[Feature][Bench] Add pareto visualization (#29477)

Signed-off-by: rongfu.leng <rongfu.leng@daocloud.io>
2025-11-28 15:53:20 +08:00
parent b34e8775a3
commit 480598958e
4 changed files with 418 additions and 0 deletions
--- a/docs/contributing/benchmarks.md
+++ b/docs/contributing/benchmarks.md
@@ -1146,6 +1146,24 @@ vllm bench sweep plot benchmarks/results/<timestamp> \
 !!! tip
    You can use `--dry-run` to preview the figures to be plotted.

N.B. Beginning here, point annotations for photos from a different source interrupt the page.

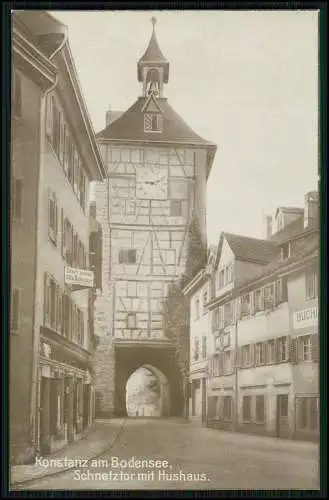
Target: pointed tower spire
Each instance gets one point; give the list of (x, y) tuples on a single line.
[(153, 67)]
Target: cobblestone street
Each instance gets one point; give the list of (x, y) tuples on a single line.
[(197, 458)]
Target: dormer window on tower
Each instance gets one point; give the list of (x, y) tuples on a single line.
[(153, 122)]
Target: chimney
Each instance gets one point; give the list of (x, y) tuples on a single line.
[(311, 208), (268, 227)]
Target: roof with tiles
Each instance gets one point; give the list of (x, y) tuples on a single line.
[(130, 126), (311, 248), (251, 249)]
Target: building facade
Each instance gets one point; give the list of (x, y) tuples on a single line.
[(263, 377), (157, 171), (55, 157)]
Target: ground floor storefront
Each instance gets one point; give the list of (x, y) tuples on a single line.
[(66, 398)]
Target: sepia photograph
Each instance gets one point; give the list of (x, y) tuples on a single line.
[(165, 250)]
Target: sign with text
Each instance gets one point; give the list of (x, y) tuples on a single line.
[(80, 277), (305, 318)]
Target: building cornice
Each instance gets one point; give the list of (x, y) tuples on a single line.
[(29, 57)]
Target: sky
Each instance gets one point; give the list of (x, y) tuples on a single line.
[(245, 80)]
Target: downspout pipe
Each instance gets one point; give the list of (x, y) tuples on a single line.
[(35, 401)]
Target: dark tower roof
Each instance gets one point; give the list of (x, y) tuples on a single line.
[(153, 55)]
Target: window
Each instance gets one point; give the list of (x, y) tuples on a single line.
[(196, 349), (271, 351), (227, 361), (153, 122), (281, 291), (260, 353), (127, 256), (269, 296), (17, 95), (258, 300), (282, 349), (246, 358), (17, 199), (175, 208), (245, 304), (246, 408), (283, 405), (52, 216), (260, 409), (221, 278), (131, 320), (311, 285), (204, 347), (197, 308), (306, 342), (15, 308), (227, 408)]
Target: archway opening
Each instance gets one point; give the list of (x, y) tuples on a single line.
[(147, 393)]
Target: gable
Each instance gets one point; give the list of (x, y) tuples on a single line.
[(151, 105)]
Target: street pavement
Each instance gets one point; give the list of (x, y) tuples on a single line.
[(173, 454)]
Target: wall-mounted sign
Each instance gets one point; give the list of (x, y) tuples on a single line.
[(80, 277), (305, 318)]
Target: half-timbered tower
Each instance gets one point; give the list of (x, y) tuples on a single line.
[(157, 172)]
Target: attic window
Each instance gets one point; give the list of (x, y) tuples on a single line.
[(153, 122)]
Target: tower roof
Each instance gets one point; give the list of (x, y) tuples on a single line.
[(153, 55)]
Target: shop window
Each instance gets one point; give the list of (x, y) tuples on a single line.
[(260, 409), (311, 285), (306, 352), (282, 349), (283, 405), (17, 95), (204, 347), (131, 320), (246, 408), (127, 256), (175, 208), (15, 309)]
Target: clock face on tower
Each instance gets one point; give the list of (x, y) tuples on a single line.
[(151, 182)]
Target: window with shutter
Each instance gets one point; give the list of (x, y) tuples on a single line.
[(17, 95), (17, 199), (246, 408), (315, 348), (59, 310), (15, 309), (52, 216), (71, 155)]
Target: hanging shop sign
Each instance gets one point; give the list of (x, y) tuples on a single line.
[(79, 277)]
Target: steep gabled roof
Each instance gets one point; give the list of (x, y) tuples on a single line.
[(251, 249), (130, 126)]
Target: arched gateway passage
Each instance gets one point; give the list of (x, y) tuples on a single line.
[(161, 362), (147, 393)]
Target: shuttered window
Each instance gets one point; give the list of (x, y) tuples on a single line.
[(246, 408), (15, 309), (52, 216), (17, 95), (17, 199)]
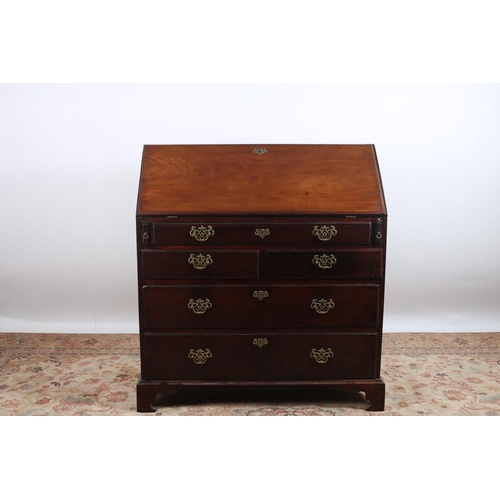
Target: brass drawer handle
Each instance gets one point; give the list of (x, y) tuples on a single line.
[(199, 356), (260, 294), (262, 233), (260, 342), (324, 261), (324, 233), (199, 306), (200, 261), (322, 306), (321, 355), (201, 233)]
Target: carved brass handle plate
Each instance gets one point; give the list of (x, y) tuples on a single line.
[(322, 306), (260, 342), (321, 355), (201, 233), (260, 294), (324, 233), (262, 233), (199, 356), (324, 261), (200, 261), (199, 306)]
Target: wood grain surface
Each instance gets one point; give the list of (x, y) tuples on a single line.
[(233, 179)]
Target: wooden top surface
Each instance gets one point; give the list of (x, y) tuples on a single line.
[(287, 179)]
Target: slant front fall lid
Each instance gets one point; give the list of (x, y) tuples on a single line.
[(260, 179)]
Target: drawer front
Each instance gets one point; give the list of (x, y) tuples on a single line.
[(208, 233), (200, 264), (260, 356), (261, 306), (321, 264)]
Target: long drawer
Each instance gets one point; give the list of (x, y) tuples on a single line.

+### Pareto visualization (tokens/s/user vs tokens/s/GPU)
+
+`vllm bench sweep plot_pareto` helps pick configurations that balance per-user and per-GPU throughput.
+
+Higher concurrency or batch size can raise GPU efficiency (per-GPU), but can add per user latency; lower concurrency improves per-user rate but underutilizes GPUs; The Pareto frontier shows the best achievable pairs across your runs.
+
+- x-axis: tokens/s/user = `output_throughput` ÷ concurrency (`--user-count-var`, default `max_concurrency`, fallback `max_concurrent_requests`).
+- y-axis: tokens/s/GPU = `output_throughput` ÷ GPU count (`--gpu-count-var` if set; else gpu_count is TP×PP*DP).
+- Output: a single figure at `OUTPUT_DIR/pareto/PARETO.png`.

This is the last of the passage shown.